Locked into Faith
“Hey Bob! I’m so glad you could make it!” I walked through the large wooden doors and into a thin hallway crowded with people. “Bobeeeeeeeeeee!” My little cousin Breanna came running up to me, huge grin on her face and crucifix earrings bouncing with her hair. “Yay! You’re here! We are starting super soon and you are going to be on my team! Hurry up and register, the prayer group starts in, like, two seconds!” Last New Year’s Eve I spent the night with my cousins at a church-run Youth Lock In. I spent the night locked in a building with about forty very religious teenagers and ten very religious adults.

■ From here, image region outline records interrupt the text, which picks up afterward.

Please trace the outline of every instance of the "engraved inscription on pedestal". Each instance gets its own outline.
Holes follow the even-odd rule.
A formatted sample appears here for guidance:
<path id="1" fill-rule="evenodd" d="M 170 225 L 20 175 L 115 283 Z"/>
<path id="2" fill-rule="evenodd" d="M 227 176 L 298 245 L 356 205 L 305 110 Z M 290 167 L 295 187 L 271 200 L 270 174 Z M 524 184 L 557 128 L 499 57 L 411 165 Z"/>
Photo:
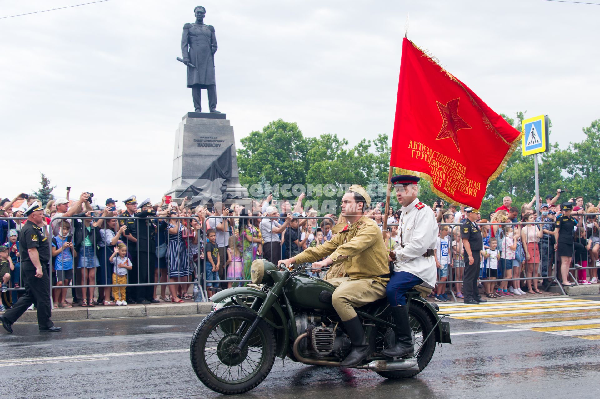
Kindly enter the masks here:
<path id="1" fill-rule="evenodd" d="M 167 194 L 190 197 L 190 205 L 248 197 L 239 185 L 233 128 L 225 114 L 184 116 L 175 132 L 172 186 Z"/>

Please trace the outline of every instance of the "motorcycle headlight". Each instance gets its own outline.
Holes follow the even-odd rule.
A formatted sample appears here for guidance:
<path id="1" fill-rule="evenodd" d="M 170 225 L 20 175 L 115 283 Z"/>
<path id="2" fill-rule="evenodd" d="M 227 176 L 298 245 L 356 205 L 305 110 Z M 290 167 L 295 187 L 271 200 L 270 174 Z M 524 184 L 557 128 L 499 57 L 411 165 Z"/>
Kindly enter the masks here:
<path id="1" fill-rule="evenodd" d="M 256 259 L 250 265 L 250 280 L 254 284 L 262 284 L 265 275 L 265 261 Z"/>

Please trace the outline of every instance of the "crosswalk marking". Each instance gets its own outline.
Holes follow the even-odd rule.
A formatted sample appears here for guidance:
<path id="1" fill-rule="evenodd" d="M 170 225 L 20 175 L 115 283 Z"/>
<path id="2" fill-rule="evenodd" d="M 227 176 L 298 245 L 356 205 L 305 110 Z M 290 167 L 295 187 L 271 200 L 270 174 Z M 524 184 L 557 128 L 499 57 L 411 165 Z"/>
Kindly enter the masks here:
<path id="1" fill-rule="evenodd" d="M 573 335 L 575 338 L 583 338 L 584 340 L 600 340 L 600 334 L 596 335 Z"/>
<path id="2" fill-rule="evenodd" d="M 439 307 L 440 314 L 449 314 L 452 319 L 505 325 L 517 331 L 600 340 L 598 301 L 554 296 Z"/>

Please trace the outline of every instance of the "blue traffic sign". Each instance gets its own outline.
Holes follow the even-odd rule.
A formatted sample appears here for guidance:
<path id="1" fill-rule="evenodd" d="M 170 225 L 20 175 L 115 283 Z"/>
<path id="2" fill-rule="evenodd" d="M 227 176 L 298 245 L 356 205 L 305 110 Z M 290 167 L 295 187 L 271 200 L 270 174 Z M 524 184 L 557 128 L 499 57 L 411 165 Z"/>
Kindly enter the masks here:
<path id="1" fill-rule="evenodd" d="M 548 149 L 547 118 L 544 115 L 523 121 L 522 138 L 524 155 L 544 152 Z"/>

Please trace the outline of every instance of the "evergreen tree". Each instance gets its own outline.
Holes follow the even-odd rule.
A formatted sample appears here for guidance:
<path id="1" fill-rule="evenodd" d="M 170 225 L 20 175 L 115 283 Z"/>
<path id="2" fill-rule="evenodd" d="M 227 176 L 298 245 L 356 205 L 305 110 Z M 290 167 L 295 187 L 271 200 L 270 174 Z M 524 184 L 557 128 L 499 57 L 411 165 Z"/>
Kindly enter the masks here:
<path id="1" fill-rule="evenodd" d="M 50 187 L 50 179 L 46 177 L 46 175 L 44 173 L 40 172 L 40 176 L 41 178 L 41 180 L 40 181 L 41 187 L 38 191 L 34 191 L 32 195 L 40 200 L 43 206 L 46 206 L 49 201 L 54 199 L 54 194 L 52 194 L 52 190 L 56 188 L 56 186 L 53 185 Z"/>

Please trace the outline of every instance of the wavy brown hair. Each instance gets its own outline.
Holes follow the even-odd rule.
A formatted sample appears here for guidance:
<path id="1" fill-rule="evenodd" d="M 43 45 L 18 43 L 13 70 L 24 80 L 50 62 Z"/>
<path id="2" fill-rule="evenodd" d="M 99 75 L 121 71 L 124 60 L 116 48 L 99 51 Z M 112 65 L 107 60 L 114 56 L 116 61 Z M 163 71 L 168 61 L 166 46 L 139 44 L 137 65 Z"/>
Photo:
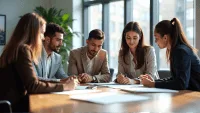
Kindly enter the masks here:
<path id="1" fill-rule="evenodd" d="M 170 37 L 171 49 L 166 50 L 166 58 L 167 61 L 170 62 L 170 67 L 172 62 L 172 51 L 177 45 L 184 44 L 188 46 L 194 53 L 197 54 L 198 52 L 196 48 L 193 48 L 189 44 L 189 41 L 187 40 L 186 35 L 183 32 L 182 25 L 177 18 L 173 18 L 171 21 L 163 20 L 159 22 L 155 27 L 155 32 L 160 34 L 161 37 L 163 37 L 164 35 L 169 35 Z"/>
<path id="2" fill-rule="evenodd" d="M 144 35 L 143 35 L 143 31 L 139 25 L 138 22 L 129 22 L 124 30 L 123 30 L 123 33 L 122 33 L 122 43 L 121 43 L 121 55 L 122 55 L 122 58 L 123 58 L 123 61 L 126 63 L 126 64 L 129 64 L 126 60 L 125 60 L 125 56 L 128 55 L 129 53 L 129 46 L 128 44 L 126 43 L 126 33 L 129 32 L 129 31 L 134 31 L 136 33 L 139 34 L 140 36 L 140 40 L 139 40 L 139 43 L 136 47 L 136 69 L 140 69 L 143 65 L 144 65 L 144 62 L 145 62 L 145 59 L 144 59 L 144 56 L 145 56 L 145 53 L 144 53 L 144 50 L 146 47 L 149 47 L 149 46 L 146 46 L 144 44 Z"/>
<path id="3" fill-rule="evenodd" d="M 24 44 L 30 47 L 32 60 L 37 63 L 42 50 L 42 40 L 40 38 L 41 26 L 45 23 L 45 20 L 35 13 L 27 13 L 22 16 L 9 42 L 3 49 L 0 57 L 0 67 L 5 67 L 16 61 L 19 49 Z"/>

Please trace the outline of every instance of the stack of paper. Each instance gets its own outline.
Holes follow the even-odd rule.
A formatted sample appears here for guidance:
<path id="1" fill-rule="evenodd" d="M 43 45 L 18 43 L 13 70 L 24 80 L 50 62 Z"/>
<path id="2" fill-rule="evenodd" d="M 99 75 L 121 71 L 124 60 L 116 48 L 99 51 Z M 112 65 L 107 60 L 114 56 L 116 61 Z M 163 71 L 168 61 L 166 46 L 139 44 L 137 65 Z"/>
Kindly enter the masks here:
<path id="1" fill-rule="evenodd" d="M 92 93 L 70 96 L 71 99 L 88 101 L 98 104 L 112 104 L 119 102 L 133 102 L 147 100 L 148 97 L 133 94 L 120 94 L 112 92 Z"/>
<path id="2" fill-rule="evenodd" d="M 101 90 L 72 90 L 72 91 L 62 91 L 62 92 L 52 92 L 53 94 L 63 94 L 63 95 L 75 95 L 75 94 L 89 94 L 89 93 L 95 93 L 95 92 L 101 92 Z"/>
<path id="3" fill-rule="evenodd" d="M 88 85 L 96 85 L 96 86 L 102 86 L 102 85 L 117 85 L 116 82 L 108 82 L 108 83 L 87 83 Z"/>
<path id="4" fill-rule="evenodd" d="M 139 92 L 139 93 L 176 93 L 178 92 L 178 90 L 147 88 L 147 87 L 121 88 L 121 90 L 128 91 L 128 92 Z"/>

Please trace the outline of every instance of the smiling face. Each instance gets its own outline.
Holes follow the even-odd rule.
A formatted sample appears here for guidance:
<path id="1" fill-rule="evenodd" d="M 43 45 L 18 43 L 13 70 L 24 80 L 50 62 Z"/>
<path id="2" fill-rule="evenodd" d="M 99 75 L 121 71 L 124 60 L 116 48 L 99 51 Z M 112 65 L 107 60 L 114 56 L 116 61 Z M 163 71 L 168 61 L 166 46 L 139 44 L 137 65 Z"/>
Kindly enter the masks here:
<path id="1" fill-rule="evenodd" d="M 126 43 L 130 49 L 135 49 L 139 43 L 140 36 L 134 31 L 129 31 L 126 33 Z"/>
<path id="2" fill-rule="evenodd" d="M 56 32 L 55 36 L 50 39 L 48 45 L 49 49 L 54 52 L 59 52 L 60 47 L 62 46 L 63 33 Z"/>
<path id="3" fill-rule="evenodd" d="M 163 37 L 154 31 L 155 43 L 159 46 L 160 49 L 166 48 L 168 44 L 168 37 L 164 35 Z"/>
<path id="4" fill-rule="evenodd" d="M 102 49 L 103 41 L 103 39 L 98 40 L 94 38 L 86 40 L 88 46 L 88 55 L 91 56 L 91 58 L 96 56 L 99 50 Z"/>

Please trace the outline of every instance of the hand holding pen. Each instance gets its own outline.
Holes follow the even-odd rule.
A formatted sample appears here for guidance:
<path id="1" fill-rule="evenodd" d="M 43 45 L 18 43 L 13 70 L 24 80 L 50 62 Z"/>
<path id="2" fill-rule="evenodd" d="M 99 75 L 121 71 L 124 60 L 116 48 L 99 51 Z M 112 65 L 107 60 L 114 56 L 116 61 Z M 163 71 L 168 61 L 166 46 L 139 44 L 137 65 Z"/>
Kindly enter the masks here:
<path id="1" fill-rule="evenodd" d="M 126 75 L 120 73 L 118 76 L 117 76 L 117 83 L 119 84 L 130 84 L 130 80 L 128 77 L 126 77 Z"/>
<path id="2" fill-rule="evenodd" d="M 148 74 L 141 75 L 140 79 L 141 79 L 141 83 L 144 86 L 146 86 L 146 87 L 155 87 L 154 79 L 150 75 L 148 75 Z"/>

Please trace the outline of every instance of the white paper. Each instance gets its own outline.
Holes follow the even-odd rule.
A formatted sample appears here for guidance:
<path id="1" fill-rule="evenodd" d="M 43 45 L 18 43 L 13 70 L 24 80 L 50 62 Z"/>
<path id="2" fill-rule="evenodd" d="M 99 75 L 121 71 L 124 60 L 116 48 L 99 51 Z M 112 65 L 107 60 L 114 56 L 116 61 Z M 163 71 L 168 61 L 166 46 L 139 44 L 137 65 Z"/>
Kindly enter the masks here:
<path id="1" fill-rule="evenodd" d="M 72 95 L 71 99 L 88 101 L 99 104 L 112 104 L 119 102 L 133 102 L 147 100 L 148 97 L 138 96 L 134 94 L 120 94 L 112 92 L 92 93 L 83 95 Z"/>
<path id="2" fill-rule="evenodd" d="M 101 92 L 101 90 L 92 90 L 92 89 L 85 89 L 85 90 L 72 90 L 72 91 L 62 91 L 62 92 L 52 92 L 53 94 L 63 94 L 63 95 L 75 95 L 75 94 L 84 94 L 84 93 L 95 93 Z"/>
<path id="3" fill-rule="evenodd" d="M 77 86 L 75 90 L 84 90 L 87 89 L 88 86 Z"/>
<path id="4" fill-rule="evenodd" d="M 123 85 L 123 84 L 117 84 L 117 85 L 102 85 L 109 88 L 133 88 L 133 87 L 144 87 L 142 84 L 132 84 L 132 85 Z"/>
<path id="5" fill-rule="evenodd" d="M 88 85 L 97 85 L 97 86 L 101 86 L 101 85 L 117 85 L 118 83 L 115 82 L 108 82 L 108 83 L 86 83 Z"/>
<path id="6" fill-rule="evenodd" d="M 176 93 L 178 92 L 178 90 L 147 88 L 147 87 L 121 88 L 121 90 L 128 91 L 128 92 L 141 92 L 141 93 Z"/>

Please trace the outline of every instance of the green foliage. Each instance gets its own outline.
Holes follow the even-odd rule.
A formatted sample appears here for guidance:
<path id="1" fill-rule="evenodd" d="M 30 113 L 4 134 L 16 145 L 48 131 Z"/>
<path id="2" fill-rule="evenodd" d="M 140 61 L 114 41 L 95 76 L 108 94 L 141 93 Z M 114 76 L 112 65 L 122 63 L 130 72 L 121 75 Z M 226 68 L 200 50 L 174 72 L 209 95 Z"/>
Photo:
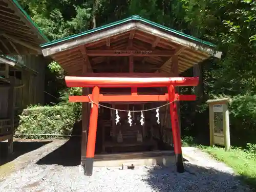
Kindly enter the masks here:
<path id="1" fill-rule="evenodd" d="M 35 134 L 71 134 L 74 124 L 81 119 L 81 105 L 69 103 L 55 106 L 31 106 L 20 116 L 16 133 Z M 27 138 L 51 138 L 51 136 L 25 136 Z"/>
<path id="2" fill-rule="evenodd" d="M 223 95 L 232 100 L 231 143 L 245 145 L 248 142 L 255 142 L 252 136 L 256 133 L 256 2 L 22 0 L 19 3 L 50 40 L 91 29 L 94 18 L 99 27 L 137 14 L 216 44 L 223 57 L 220 60 L 210 58 L 201 63 L 203 95 L 196 102 L 182 103 L 182 134 L 202 133 L 203 137 L 208 138 L 208 106 L 204 102 Z M 66 102 L 68 93 L 81 94 L 80 89 L 66 88 L 64 71 L 58 63 L 52 62 L 49 69 L 52 74 L 47 74 L 46 91 L 60 97 L 54 102 Z M 192 76 L 193 70 L 182 75 Z M 194 90 L 183 89 L 182 92 L 194 94 Z"/>
<path id="3" fill-rule="evenodd" d="M 199 147 L 232 168 L 246 183 L 256 189 L 256 145 L 248 143 L 247 146 L 245 150 L 232 147 L 229 152 L 217 147 Z"/>

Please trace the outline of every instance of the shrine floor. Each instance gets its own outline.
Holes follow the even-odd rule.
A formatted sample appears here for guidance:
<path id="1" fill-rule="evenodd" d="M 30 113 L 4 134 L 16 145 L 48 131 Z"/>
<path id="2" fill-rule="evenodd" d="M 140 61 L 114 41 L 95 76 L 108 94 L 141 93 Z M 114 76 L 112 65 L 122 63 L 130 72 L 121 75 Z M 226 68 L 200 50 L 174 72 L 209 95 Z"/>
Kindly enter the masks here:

I am not a religious person. How was I supposed to get ready for something when I had no idea what to expect when I got there? Was I supposed to dress for church? I had been once or twice but I most certainly did not appreciate the idea of skirts and uncomfortable shoes. Eventually I settled for dressing casually and hoped that I wasn’t supposed to be in some kind of formal monkey-suit. Furthermore, how was I supposed to act? What should I say if questions about faith were to come up? Before leaving for the community center I spent some time just thinking about what I would say to avoid or to politely duck out of conversations of religion. I even thought what would happen if I did end up in a situation where I was stuck discussing religion. How did I go about telling a group of Born-Again, Fundamentalist Christians that I was a full-on Atheist? I didn’t know how to say that I didn’t have anything against Christianity; I just didn’t believe in it.
When I got there I was surprised. There were no khakis, no collared shirts and no monkey-suits. Nobody was gathered into a circle singing hymns. What I saw were normal teenagers doing normal teenager things. I could hear the squeaking of sneakers on the basketball court floor. I could see kids laughing and playing card games, melted into mildew-covered couches with rude remarks written on the seams.
I saw a group of boys wearing Star Wars t-shirts and pretending they knew how to play pool, slouching around the table and acting cocky whenever they happened to get a badly aimed ball into one of the pockets. However, when we began the actual games, the differences became more evident. We started with a prayer for safety. The entire flock gathered into a circle, grasping hands and touching shoulders as they went. It felt so wrong for me to be there. I felt I was intruding on something sacred.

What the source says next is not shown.